« Confirmation que seront proposés l’écotaxe régionale et les péages urbains. Les conclusions étaient écrites avant même le début des Assises. Qui pourtant ne devaient pas parler de TRM ». Et de conclure par le hashtag « Tartufferie ». Ce tweet récent de Florence Berthelot, la déléguée générale de la FNTR, en dit long sur la perception qu’a le TRM de sa place dans les discussions qui se tiennent actuellement autour de la mobilité et sur le financement des infrastructures routières. Élisabeth Borne l’a annoncé, en septembre dernier, à l’ouverture des Assises de la mobilité : il faut trouver 10 Md€ pour la rénovation des routes dans les 5 ans à venir. FNTR et TLF se sont présentées conjointement à leur audition par le Comité. « On ne nous a pas sollicités pour des idées mais directement orientés sur le financement des infrastructures, en nous ouvrant à l’hypothèse d’une taxe kilométrique », raconte Yves Fargues, au nom des deux fédérations. La délégation FNTR-TLF a réagi en demandant « des comptes » sur l’usage des milliards d’euros versés par les utilisateurs de la route, dont le TRM. « Où va l’argent ? », ont demandé en substance les dirigeants patronaux. Même interrogation du côté de l’OTRE lors de son audition : « Nous avons demandé un état des lieux sur les recettes et les dépenses de la route, un bilan précis sur les coûts externes », indique Aline Mesples, la présidente.

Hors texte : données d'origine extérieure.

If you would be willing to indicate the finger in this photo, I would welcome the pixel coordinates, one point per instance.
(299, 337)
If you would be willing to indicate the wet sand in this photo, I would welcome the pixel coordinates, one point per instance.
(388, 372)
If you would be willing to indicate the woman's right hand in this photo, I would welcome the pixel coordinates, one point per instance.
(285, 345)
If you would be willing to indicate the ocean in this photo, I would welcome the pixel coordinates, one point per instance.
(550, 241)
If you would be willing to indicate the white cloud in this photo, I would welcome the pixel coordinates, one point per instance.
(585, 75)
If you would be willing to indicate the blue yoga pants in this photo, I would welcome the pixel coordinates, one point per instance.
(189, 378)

En tout état de cause, la tendance au sein du Comité irait à une nouvelle contribution du TRM. Pour les organisations patronales (toutes), pas question de taxation kilométrique. Et que tout le monde — tous les usagers de la route — mette la main au porte-monnaie ! « Oui à une fiscalité sur le carburant. Non à toute idée de redevance PL, de taxe de transit ou d’écotaxe régionale », déclare Yves Fargues. La FNTR et TLF, si et seulement si la logique du « tout le monde paye » prévaut, prônent une taxation sur les carburants, « plus juste ».

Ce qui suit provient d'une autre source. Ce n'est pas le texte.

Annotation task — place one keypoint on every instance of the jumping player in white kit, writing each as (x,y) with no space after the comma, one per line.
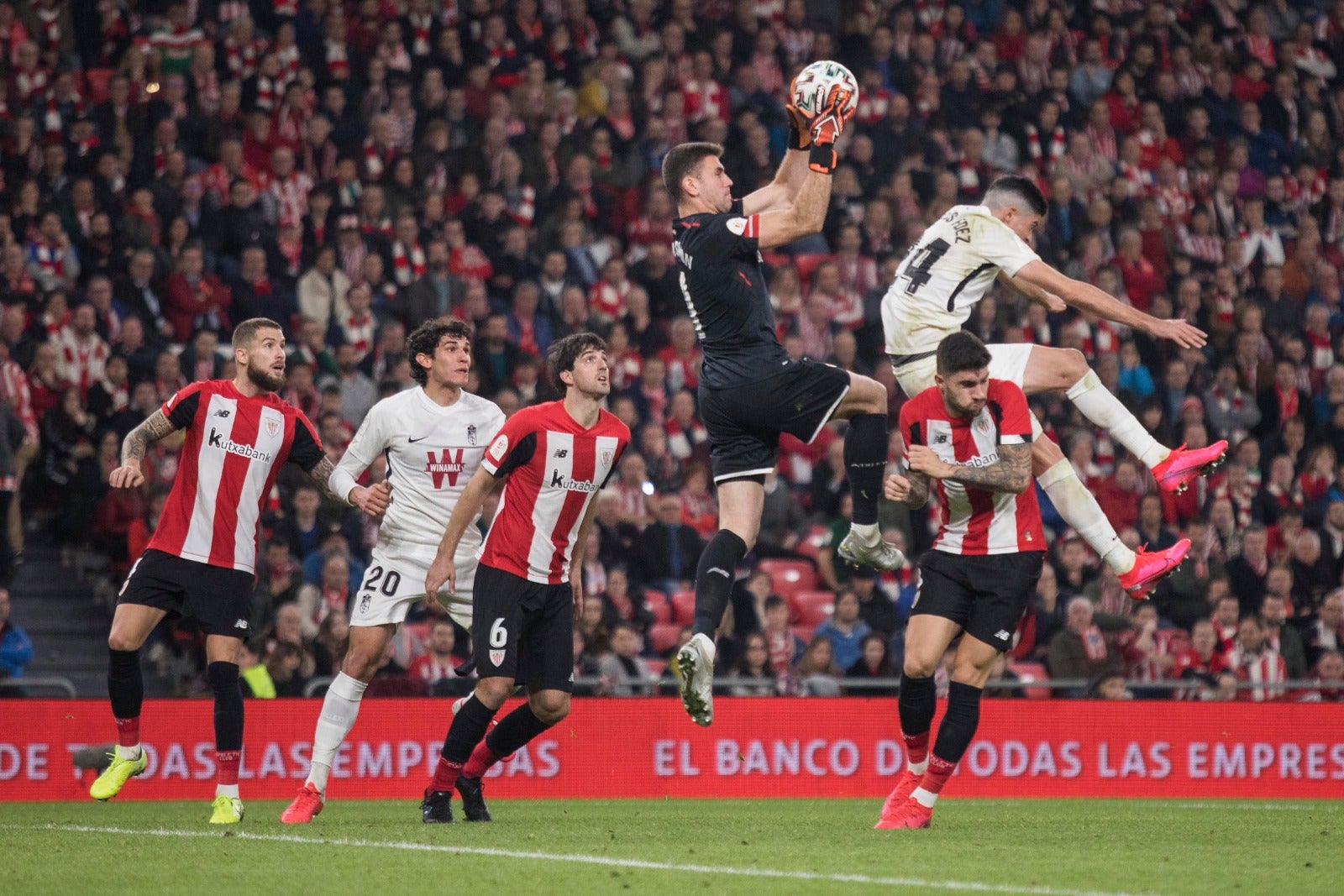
(434,438)
(951,269)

L’économiste des transports vient d’élaborer un rapport intitulé « Financement des infrastructures routières : contraintes, opportunités et ambitions nouvelles ». Cet exposé fait suite aux travaux du Think Tank de l’URF(1). Il est destiné à contribuer aux débats des Assises nationales de la mobilité et dresse un état des lieux des modes de financement des routes en pointant les déséquilibres entre les recettes et les dépenses. Le rapport note, qu’avec 37 Md€ de recettes, les dépenses publiques routières pourraient être largement couvertes. Précisément, les véhicules qui circulent sur les autoroutes concédées, poids lourds et véhicules légers, font plus que couvrir leurs coûts, y compris les coûts externes. « Il n’est plus possible de continuer avec les bricolages actuels qui consistent le plus souvent à charger le budget de l’Afitf en lui affectant de loin en loin quelques centimes additionnels de TICPE », estime l’auteur du rapport. Lequel relève également que « cette opacité est dommageable, dès aujourd’hui, mais elle l’est plus encore lorsqu’on se projette en 2030. À cet horizon va être déployée la “route de 5e génération”, laquelle demandera une organisation nouvelle de la gestion et du financement de la mobilité routière ». Un constat partagé par Aline Mesples qui milite pour que l’argent aille au financement du platooning, des routes intelligentes… Le document d’Yves Crozet souligne aussi la double exigence que le financement de la route nécessite : premièrement, définir officiellement ce que sont ses coûts pour fixer ce qui relève des coûts externes (insécurité et environnement) d’une part, et des coûts de fonctionnement et d’investissement d’autre part ; deuxièmement, déterminer un nouveau système de tarification qui fera de la route un service marchand, à l’instar de toutes les autres industries de réseau.
Selon Yves Crozet, il conviendrait de sensibiliser les utilisateurs de la route à son coût. Il estime que dans les prochaines décennies, il faudra aller vers des systèmes de redevance ou de tarification pour tous les usagers motorisés de la route. Il insiste sur le fait qu’il s’agit de « prix » et non de « taxe ». Ainsi il serait possible de commencer par une vignette ou redevance forfaitaire. Il émet l’hypothèse que mettre en place une vignette sur les automobiles, les VUL et les camions, par exemple de 200 euros par an et par véhicule, rapporterait près de 8 milliards d’euros. Conscient que sa proposition risque d’ébranler les usagers de la route, Yves Crozet prend le soin de préciser qu’il ne s’agit « en aucun cas, de recréer une taxe dont le bénéficiaire serait l’Afitf et in fine quelques grands projets ferroviaires, fluviaux ou routiers ». L’économiste conclut que « l’idée d’une tarification systématique de la route ne doit pas choquer, elle est en réalité la condition d’un financement pérenne du million de kilomètres qui irrigue nos territoires ».